Brandon Ling Brandon Ling - 7 months ago 12
SQL Question

Oracle query returns no result if extending time on condition

If I do:

SELECT count(*) FROM XX where "date" >= '8-APR-2015' and "date" <= '8-APR-2016'


It would return many rows, but if I do:

SELECT count(*) FROM XX where "date" >= '8-APR-2010' and "date" <= '8-APR-2016'


It returns 0. How is that possible? If anything I would get more rows because I'm increasing the range that is valid for retrieval. Any ideas?

EDIT:

NLS_TIMESTAMP_FORMAT 'DD-MON-RR HH.MI.SSXFF
NLS_DATE_FORMAT DD-MON-RR

Answer

If you look at the execution plans for the two queries, particularly the predicate information, you'll see that the first one does:

---------------------------------------------------------------------------     
| Id  | Operation          | Name | Rows  | Bytes | Cost (%CPU)| Time     |     
---------------------------------------------------------------------------     
|   0 | SELECT STATEMENT   |      |     1 |    13 |     3   (0)| 00:00:01 |     
|   1 |  SORT AGGREGATE    |      |     1 |    13 |            |          |     
|*  2 |   TABLE ACCESS FULL| XX   |     1 |    13 |     3   (0)| 00:00:01 |     
---------------------------------------------------------------------------     

Predicate Information (identified by operation id):                             

   2 - filter("date">=TO_TIMESTAMP('8-APR-2015') AND                            
              "date"<=TO_TIMESTAMP('8-APR-2016'))                               

while the second does:

----------------------------------------------------------------------------    
| Id  | Operation           | Name | Rows  | Bytes | Cost (%CPU)| Time     |    
----------------------------------------------------------------------------    
|   0 | SELECT STATEMENT    |      |     1 |    13 |     0   (0)|          |    
|   1 |  SORT AGGREGATE     |      |     1 |    13 |            |          |    
|*  2 |   FILTER            |      |       |       |            |          |    
|*  3 |    TABLE ACCESS FULL| XX   |     1 |    13 |     3   (0)| 00:00:01 |    
----------------------------------------------------------------------------    

Predicate Information (identified by operation id):                             
---------------------------------------------------                             

   2 - filter(NULL IS NOT NULL)                                                 
   3 - filter("date">=TO_TIMESTAMP('8-APR-2010') AND                            
              "date"<=TO_TIMESTAMP('8-APR-2016'))                               

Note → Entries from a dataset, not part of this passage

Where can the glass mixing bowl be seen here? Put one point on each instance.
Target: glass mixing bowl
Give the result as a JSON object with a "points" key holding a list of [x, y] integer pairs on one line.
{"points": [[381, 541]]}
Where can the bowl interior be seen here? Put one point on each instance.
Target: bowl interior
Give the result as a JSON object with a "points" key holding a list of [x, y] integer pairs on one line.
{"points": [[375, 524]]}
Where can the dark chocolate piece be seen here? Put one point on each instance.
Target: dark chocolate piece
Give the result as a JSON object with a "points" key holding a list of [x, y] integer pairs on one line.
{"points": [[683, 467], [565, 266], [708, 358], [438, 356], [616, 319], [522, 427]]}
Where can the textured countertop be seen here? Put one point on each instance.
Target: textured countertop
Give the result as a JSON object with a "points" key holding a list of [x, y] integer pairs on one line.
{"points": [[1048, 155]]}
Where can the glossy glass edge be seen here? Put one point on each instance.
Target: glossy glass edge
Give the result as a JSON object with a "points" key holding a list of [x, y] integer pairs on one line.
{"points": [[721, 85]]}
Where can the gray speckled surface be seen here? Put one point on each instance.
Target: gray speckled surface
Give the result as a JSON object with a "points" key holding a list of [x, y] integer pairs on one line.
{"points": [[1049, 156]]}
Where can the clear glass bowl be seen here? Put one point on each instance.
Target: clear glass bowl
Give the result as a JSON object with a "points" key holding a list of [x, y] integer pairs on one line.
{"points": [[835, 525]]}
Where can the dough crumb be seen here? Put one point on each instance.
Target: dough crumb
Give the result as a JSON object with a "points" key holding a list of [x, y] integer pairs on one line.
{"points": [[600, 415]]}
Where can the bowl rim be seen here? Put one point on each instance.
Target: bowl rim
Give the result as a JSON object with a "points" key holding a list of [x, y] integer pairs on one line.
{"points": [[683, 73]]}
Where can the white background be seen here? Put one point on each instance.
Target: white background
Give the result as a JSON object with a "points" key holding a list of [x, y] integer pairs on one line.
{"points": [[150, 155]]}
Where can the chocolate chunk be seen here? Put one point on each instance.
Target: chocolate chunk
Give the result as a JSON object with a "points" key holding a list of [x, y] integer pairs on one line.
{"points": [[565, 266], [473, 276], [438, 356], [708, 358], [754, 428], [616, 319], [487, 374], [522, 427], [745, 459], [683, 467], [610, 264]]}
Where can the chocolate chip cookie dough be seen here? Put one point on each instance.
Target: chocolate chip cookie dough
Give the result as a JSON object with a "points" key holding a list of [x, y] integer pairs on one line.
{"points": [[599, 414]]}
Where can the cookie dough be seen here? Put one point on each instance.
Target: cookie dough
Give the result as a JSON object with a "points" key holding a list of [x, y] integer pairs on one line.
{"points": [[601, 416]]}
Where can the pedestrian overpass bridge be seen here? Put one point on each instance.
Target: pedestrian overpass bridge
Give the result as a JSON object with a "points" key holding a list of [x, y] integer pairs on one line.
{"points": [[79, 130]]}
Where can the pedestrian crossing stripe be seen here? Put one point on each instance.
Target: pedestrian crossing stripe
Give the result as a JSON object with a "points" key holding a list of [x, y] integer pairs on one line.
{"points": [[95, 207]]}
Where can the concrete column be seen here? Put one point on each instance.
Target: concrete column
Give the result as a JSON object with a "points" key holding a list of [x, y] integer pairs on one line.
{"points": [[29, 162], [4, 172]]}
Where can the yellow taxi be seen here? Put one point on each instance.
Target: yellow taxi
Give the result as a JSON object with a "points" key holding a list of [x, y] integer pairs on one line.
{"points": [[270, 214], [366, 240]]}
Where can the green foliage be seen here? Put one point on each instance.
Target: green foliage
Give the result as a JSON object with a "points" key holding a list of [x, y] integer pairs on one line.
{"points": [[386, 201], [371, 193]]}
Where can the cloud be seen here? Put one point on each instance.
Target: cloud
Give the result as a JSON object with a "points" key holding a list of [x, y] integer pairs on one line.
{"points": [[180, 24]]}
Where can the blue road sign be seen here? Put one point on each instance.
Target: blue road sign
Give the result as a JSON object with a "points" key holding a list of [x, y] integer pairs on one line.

And since NULL IS NOT NULL is never true, that gets zero rows. But that's down to your NLS settings. With other format masks it does not have that filter step.

You can get a sense of what's happening if you look at how those to_timestamp() calls are being evaluated with your format NLS settings:

alter session set nls_timestamp_format = 'DD-MON-RR HH.MI.SSXFF';

select to_char(to_timestamp('8-APR-2015'), 'YYYY-MM-DD') as from_1,
  to_char(to_timestamp('8-APR-2016'), 'YYYY-MM-DD') as to_1,
  to_char(to_timestamp('8-APR-2010'), 'YYYY-MM-DD') as from_2,
  to_char(to_timestamp('8-APR-2016'), 'YYYY-MM-DD') as to_2
from dual;

FROM_1     TO_1       FROM_2     TO_2     
---------- ---------- ---------- ----------
2015-04-08 2016-04-08 2020-04-08 2016-04-08

The first pair of dates look OK - 2015 is before 2016. But the second 'from' has come out as 2020, not 2010; and since Oracle is smart enough to realise that 2020 is later than 2016, it knows there can be no data that matches, and adds the impossible condition to short circuit and avoid redundant data access.

Compare that with a mask that handles four-digit years properly:

alter session set nls_timestamp_format = 'DD-MON-RRRR HH.MI.SSXFF';

select to_char(to_timestamp('8-APR-2015'), 'YYYY-MM-DD') as from_1,
  to_char(to_timestamp('8-APR-2016'), 'YYYY-MM-DD') as to_1,
  to_char(to_timestamp('8-APR-2010'), 'YYYY-MM-DD') as from_2,
  to_char(to_timestamp('8-APR-2016'), 'YYYY-MM-DD') as to_2
from dual;

FROM_1     TO_1       FROM_2     TO_2     
---------- ---------- ---------- ----------
2015-04-08 2016-04-08 2010-04-08 2016-04-08

Now the second from 'date' is correct.

The difference is down to how the RR format mask behaves, though this specific behaviour isn't really documented.

What's actually happening is down to Oracle's helpfulness in trying to be flexible in interpreting format masks. As it says in the docs, just under the table of datetime format elements, "Oracle Database converts strings to dates with some flexibility" - but the effects of that are sometimes a bit unexpected.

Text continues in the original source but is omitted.